When you don’t hold grudges, that frees your life of negativity. Keeping things in is fuel for grudges. Bringing issues out in the open prevents you from feeling that way. It isn’t good for your health to hold grudges, no matter how angry you’re feeling.

You’ll Experience More Inward Strength

Learning how to be the bigger person helps you grow stronger as a person. Being the bigger person isn’t always the most comfortable choice. You might find yourself in many situations where you have to bite your tongue. As challenging as this is, though, it helps you mature and avoid drama.

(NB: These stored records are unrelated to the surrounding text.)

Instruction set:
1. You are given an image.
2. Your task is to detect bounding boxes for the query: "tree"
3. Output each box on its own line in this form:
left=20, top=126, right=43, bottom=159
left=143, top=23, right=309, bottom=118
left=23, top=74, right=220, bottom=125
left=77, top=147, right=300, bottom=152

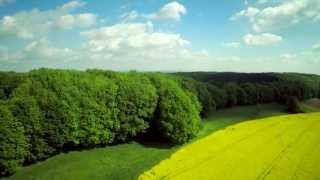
left=152, top=76, right=200, bottom=143
left=0, top=105, right=28, bottom=176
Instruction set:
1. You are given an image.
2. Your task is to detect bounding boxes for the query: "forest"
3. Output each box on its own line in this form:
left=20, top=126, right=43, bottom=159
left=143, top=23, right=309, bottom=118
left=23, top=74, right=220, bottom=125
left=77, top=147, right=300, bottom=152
left=0, top=69, right=320, bottom=176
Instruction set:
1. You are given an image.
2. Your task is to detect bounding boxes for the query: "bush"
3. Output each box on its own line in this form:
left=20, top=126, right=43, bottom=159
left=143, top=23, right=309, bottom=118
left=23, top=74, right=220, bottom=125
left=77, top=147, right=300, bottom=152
left=0, top=105, right=28, bottom=176
left=152, top=76, right=200, bottom=143
left=116, top=73, right=158, bottom=141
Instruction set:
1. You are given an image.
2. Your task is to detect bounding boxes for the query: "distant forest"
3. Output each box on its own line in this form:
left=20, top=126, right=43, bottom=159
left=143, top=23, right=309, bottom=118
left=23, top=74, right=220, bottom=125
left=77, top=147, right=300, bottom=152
left=0, top=69, right=320, bottom=176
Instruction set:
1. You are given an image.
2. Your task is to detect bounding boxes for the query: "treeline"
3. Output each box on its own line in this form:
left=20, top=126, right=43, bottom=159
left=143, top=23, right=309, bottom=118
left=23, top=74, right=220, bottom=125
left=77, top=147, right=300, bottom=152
left=175, top=72, right=320, bottom=115
left=0, top=69, right=320, bottom=176
left=0, top=69, right=201, bottom=176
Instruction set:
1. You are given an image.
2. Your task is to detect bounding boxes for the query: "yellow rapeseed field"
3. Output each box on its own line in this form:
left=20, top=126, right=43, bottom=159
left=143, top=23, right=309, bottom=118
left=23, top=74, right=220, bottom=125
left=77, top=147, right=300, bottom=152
left=139, top=113, right=320, bottom=180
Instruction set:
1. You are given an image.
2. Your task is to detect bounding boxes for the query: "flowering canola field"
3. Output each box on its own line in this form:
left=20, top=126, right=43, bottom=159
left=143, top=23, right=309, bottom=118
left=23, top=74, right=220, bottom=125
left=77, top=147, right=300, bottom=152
left=139, top=113, right=320, bottom=180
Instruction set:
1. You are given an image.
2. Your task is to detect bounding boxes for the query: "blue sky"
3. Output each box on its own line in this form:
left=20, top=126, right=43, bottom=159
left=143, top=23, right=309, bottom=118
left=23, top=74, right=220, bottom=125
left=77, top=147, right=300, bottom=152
left=0, top=0, right=320, bottom=74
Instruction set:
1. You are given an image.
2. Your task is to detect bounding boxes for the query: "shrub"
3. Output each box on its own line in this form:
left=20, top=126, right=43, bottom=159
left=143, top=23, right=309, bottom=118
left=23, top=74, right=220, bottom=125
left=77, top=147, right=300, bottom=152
left=0, top=105, right=28, bottom=176
left=152, top=76, right=200, bottom=143
left=116, top=73, right=158, bottom=141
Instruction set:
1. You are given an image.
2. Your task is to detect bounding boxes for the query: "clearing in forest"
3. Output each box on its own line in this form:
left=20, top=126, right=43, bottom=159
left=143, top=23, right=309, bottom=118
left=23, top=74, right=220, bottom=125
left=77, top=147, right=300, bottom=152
left=139, top=113, right=320, bottom=180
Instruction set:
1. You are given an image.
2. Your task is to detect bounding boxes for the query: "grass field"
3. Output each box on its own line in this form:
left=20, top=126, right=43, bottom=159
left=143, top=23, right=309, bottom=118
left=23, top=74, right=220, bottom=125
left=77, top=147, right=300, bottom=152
left=8, top=104, right=285, bottom=180
left=140, top=113, right=320, bottom=180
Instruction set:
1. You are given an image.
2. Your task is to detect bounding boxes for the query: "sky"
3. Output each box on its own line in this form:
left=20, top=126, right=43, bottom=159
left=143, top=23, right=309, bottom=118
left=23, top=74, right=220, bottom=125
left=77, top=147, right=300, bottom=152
left=0, top=0, right=320, bottom=74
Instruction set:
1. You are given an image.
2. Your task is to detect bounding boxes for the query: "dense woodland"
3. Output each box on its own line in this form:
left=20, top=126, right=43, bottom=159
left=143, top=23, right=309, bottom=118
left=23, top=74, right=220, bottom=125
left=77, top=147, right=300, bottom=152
left=0, top=69, right=320, bottom=176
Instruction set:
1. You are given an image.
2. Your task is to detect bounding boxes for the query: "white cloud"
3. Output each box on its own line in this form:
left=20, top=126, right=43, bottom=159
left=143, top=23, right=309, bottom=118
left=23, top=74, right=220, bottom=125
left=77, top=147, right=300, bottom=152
left=230, top=7, right=260, bottom=21
left=231, top=0, right=320, bottom=32
left=60, top=0, right=86, bottom=11
left=54, top=13, right=97, bottom=29
left=312, top=43, right=320, bottom=52
left=145, top=1, right=187, bottom=21
left=0, top=1, right=97, bottom=39
left=0, top=0, right=16, bottom=6
left=243, top=33, right=282, bottom=46
left=120, top=11, right=140, bottom=22
left=222, top=42, right=240, bottom=48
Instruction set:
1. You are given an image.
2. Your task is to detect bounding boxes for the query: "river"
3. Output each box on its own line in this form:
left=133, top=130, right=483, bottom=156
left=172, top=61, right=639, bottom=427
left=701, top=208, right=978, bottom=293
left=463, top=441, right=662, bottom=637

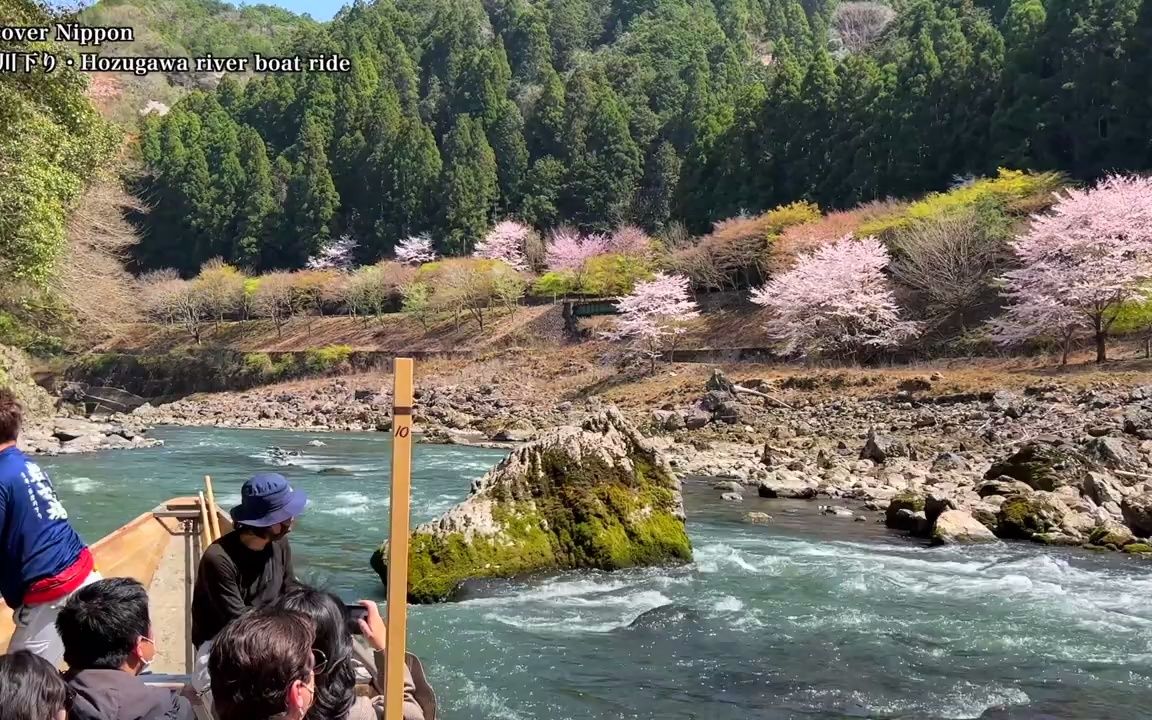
left=43, top=429, right=1152, bottom=720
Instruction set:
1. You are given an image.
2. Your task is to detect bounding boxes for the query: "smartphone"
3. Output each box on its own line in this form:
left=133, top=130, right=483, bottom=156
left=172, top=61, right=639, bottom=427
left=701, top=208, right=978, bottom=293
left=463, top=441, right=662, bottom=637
left=344, top=605, right=367, bottom=635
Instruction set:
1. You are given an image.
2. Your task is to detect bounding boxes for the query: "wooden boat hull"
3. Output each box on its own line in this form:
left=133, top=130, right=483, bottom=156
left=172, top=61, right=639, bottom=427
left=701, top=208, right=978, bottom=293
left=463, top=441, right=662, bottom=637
left=0, top=498, right=232, bottom=673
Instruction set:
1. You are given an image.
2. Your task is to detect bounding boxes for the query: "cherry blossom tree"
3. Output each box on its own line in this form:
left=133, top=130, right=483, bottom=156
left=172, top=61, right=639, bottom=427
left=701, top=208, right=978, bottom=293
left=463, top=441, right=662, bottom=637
left=472, top=220, right=532, bottom=271
left=751, top=235, right=919, bottom=359
left=305, top=235, right=356, bottom=270
left=605, top=225, right=652, bottom=256
left=605, top=273, right=700, bottom=373
left=396, top=235, right=435, bottom=265
left=991, top=175, right=1152, bottom=363
left=546, top=226, right=607, bottom=272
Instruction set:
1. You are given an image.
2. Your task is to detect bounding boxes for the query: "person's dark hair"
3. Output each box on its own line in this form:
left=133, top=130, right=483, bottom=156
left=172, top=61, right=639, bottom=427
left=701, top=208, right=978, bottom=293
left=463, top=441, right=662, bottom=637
left=56, top=577, right=152, bottom=670
left=0, top=650, right=71, bottom=720
left=0, top=387, right=24, bottom=442
left=275, top=586, right=356, bottom=720
left=209, top=607, right=316, bottom=720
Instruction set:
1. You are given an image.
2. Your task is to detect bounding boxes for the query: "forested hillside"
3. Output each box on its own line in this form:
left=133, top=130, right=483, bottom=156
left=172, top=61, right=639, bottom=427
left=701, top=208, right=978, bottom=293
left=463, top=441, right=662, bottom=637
left=0, top=0, right=123, bottom=349
left=78, top=0, right=316, bottom=124
left=134, top=0, right=1152, bottom=273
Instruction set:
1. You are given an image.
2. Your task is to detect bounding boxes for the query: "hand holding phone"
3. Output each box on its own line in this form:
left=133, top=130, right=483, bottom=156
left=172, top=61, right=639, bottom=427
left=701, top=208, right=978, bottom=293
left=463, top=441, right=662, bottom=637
left=344, top=602, right=369, bottom=635
left=348, top=600, right=388, bottom=652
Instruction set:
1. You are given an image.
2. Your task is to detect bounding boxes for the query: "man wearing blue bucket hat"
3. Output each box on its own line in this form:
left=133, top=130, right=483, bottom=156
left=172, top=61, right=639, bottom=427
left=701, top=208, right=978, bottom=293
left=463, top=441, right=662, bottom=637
left=192, top=472, right=308, bottom=690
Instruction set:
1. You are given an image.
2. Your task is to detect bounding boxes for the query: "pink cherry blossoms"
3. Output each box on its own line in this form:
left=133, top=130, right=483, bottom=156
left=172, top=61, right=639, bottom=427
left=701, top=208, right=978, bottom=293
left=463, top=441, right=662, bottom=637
left=606, top=273, right=700, bottom=372
left=472, top=220, right=532, bottom=270
left=604, top=225, right=652, bottom=257
left=990, top=176, right=1152, bottom=363
left=396, top=235, right=435, bottom=265
left=545, top=226, right=606, bottom=272
left=304, top=235, right=356, bottom=270
left=751, top=235, right=919, bottom=358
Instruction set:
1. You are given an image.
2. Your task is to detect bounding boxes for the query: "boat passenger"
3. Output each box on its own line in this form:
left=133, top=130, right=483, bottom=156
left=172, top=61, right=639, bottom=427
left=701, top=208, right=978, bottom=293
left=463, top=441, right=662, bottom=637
left=56, top=577, right=196, bottom=720
left=209, top=608, right=317, bottom=720
left=275, top=586, right=435, bottom=720
left=0, top=650, right=71, bottom=720
left=191, top=472, right=308, bottom=691
left=0, top=388, right=100, bottom=665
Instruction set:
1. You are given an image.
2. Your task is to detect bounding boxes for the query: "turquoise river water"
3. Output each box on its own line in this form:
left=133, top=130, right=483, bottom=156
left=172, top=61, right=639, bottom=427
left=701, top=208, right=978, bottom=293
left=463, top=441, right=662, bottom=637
left=43, top=429, right=1152, bottom=720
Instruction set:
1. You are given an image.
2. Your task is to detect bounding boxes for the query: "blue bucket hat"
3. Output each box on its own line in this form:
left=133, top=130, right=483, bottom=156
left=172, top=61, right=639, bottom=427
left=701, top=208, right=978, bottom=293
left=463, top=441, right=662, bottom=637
left=232, top=472, right=308, bottom=528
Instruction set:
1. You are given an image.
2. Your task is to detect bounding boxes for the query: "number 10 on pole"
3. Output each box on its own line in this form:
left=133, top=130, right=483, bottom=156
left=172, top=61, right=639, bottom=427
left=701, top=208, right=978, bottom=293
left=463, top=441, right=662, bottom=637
left=384, top=357, right=412, bottom=720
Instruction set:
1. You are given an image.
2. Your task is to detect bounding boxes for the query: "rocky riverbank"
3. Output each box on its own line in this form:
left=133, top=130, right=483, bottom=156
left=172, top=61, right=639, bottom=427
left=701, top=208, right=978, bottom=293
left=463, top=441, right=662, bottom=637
left=0, top=346, right=162, bottom=455
left=134, top=372, right=1152, bottom=553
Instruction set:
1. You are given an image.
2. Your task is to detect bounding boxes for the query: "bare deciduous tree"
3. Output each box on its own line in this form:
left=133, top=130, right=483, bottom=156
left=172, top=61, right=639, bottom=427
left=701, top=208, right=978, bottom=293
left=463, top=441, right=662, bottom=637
left=195, top=258, right=245, bottom=326
left=890, top=211, right=1009, bottom=326
left=252, top=273, right=294, bottom=338
left=139, top=270, right=210, bottom=344
left=53, top=176, right=144, bottom=335
left=832, top=2, right=896, bottom=53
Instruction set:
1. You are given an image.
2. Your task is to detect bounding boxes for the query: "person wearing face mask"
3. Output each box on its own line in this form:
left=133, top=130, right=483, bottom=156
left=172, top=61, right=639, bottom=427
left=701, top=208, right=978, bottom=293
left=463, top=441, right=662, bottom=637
left=209, top=608, right=317, bottom=720
left=56, top=577, right=196, bottom=720
left=191, top=472, right=308, bottom=692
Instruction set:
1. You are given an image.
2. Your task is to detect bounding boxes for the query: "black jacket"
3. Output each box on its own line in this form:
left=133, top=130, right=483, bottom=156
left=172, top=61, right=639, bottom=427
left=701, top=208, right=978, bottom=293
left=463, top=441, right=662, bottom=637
left=65, top=669, right=196, bottom=720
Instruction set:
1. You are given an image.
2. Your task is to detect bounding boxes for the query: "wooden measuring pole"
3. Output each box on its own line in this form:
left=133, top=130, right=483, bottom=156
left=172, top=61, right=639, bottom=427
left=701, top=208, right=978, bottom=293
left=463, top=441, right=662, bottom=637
left=204, top=475, right=220, bottom=541
left=384, top=357, right=412, bottom=720
left=197, top=490, right=212, bottom=552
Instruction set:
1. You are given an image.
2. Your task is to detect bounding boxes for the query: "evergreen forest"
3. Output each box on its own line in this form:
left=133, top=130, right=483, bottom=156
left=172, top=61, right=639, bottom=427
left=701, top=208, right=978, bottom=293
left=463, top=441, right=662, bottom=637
left=135, top=0, right=1152, bottom=275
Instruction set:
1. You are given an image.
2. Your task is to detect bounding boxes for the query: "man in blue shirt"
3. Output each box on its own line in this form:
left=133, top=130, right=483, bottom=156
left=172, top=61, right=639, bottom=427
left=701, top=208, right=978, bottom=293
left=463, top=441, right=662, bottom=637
left=0, top=388, right=100, bottom=665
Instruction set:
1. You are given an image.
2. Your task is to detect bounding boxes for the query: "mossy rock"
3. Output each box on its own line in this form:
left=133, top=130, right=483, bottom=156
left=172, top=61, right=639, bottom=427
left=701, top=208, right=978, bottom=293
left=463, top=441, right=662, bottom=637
left=0, top=344, right=54, bottom=422
left=1087, top=523, right=1136, bottom=550
left=372, top=409, right=692, bottom=602
left=984, top=442, right=1090, bottom=492
left=884, top=491, right=924, bottom=531
left=996, top=491, right=1069, bottom=540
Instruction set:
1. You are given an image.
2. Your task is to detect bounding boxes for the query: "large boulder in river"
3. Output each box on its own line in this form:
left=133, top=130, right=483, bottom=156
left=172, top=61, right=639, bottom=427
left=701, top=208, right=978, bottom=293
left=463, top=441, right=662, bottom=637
left=932, top=510, right=996, bottom=545
left=996, top=491, right=1071, bottom=540
left=984, top=442, right=1091, bottom=492
left=1120, top=493, right=1152, bottom=538
left=372, top=408, right=692, bottom=602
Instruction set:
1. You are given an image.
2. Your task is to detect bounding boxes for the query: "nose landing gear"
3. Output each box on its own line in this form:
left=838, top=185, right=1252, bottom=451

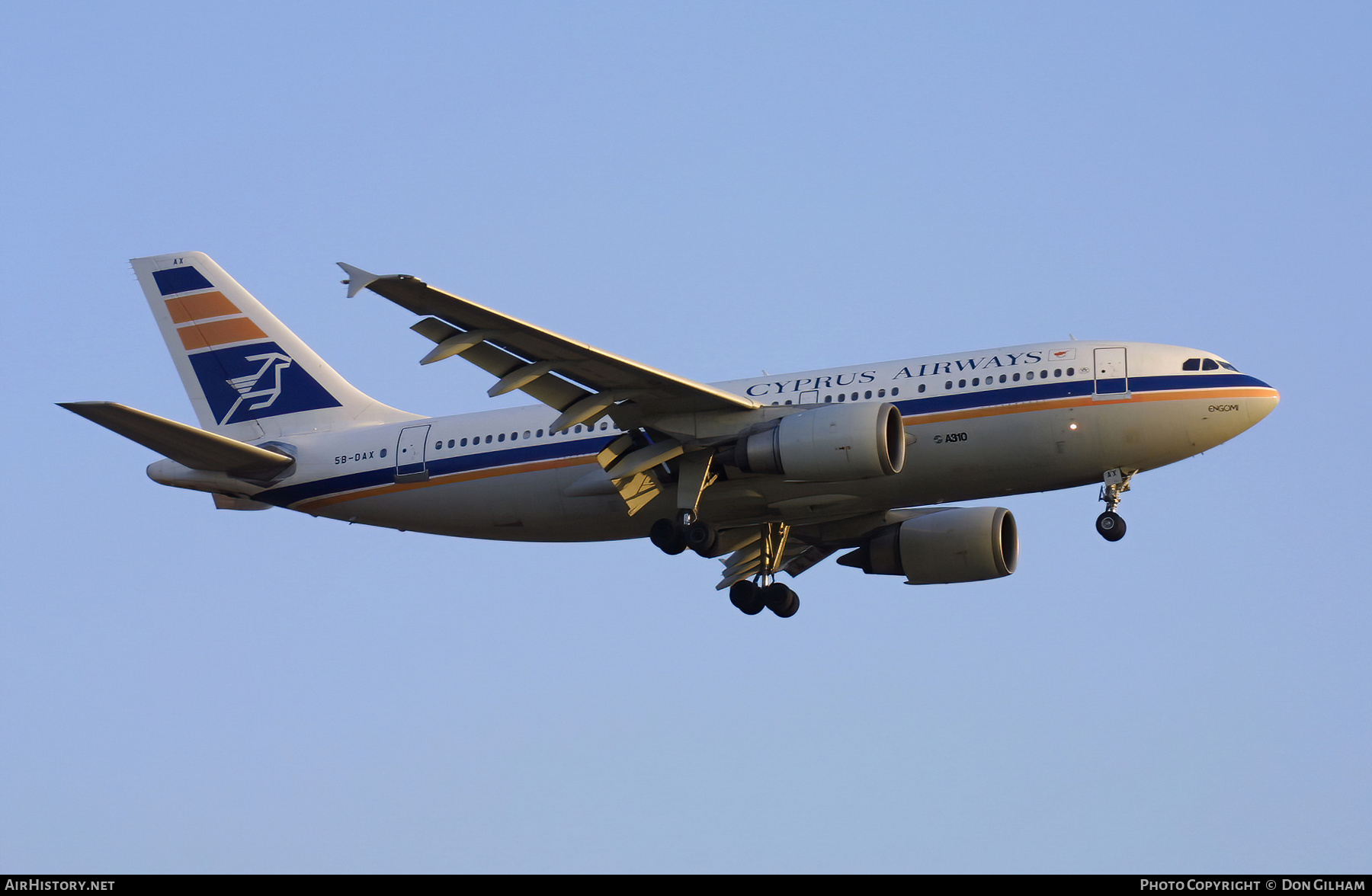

How Being the Bigger Person Brings Positive Change?

When you’re hurt or something bothers you, it’s challenging to act like nothing is bothering you. However, when you know how to be the bigger person, that allows you to push through and experience positive change.

It takes work to be the bigger person, but it’s worth every effort. For example, you might find yourself in a situation where it’s more beneficial to be kind than right. In doing so, you’re choosing happiness over being the one who wins an argument.

Taking this step involves leaving your ego behind and not caring if you’re the one always winning an argument. Taking these steps will help you improve relationships while you’re simultaneously experiencing peace of mind.

You won’t experience any pleasure if your partner feels terrible about you winning an argument. That doesn’t mean allowing someone to push you around or agreeing with everything they say. Instead, it means you know the best ways to communicate your point of view.

Bringing about positive change in your life by showing how to be the bigger person means taking a step back while simultaneously paying attention to what your peers are saying. It also means that, when you listen, you’re giving yourself plenty of time to organize your thoughts before responding. That way, before you say anything, you know it’s not hurtful.

As you continue to maintain positive relationships with your peers and partner, you’ll find yourself experiencing an incredible sense of fulfillment. Instead of feeling the need always to have things your way, you’ll be the bigger person and accept this positive change. In doing so, you’ll find that those around you will naturally want to act in the same way.

Final Thoughts

Learning how to be the bigger person doesn’t come without challenges. You’ll experience heartache, disappointment, and frustration because that’s all part of being human. However, the more you learn about how to be the bigger person, the more you’ll see that it’s beneficial for your quality of life.

The main reason why you should become the “bigger person” is so that you’re not allowing people to take advantage of you, walk all over you, or expect you to apologize for things that aren’t your fault. As a result, you’ll experience more inward strength and be able to live a more authentic life.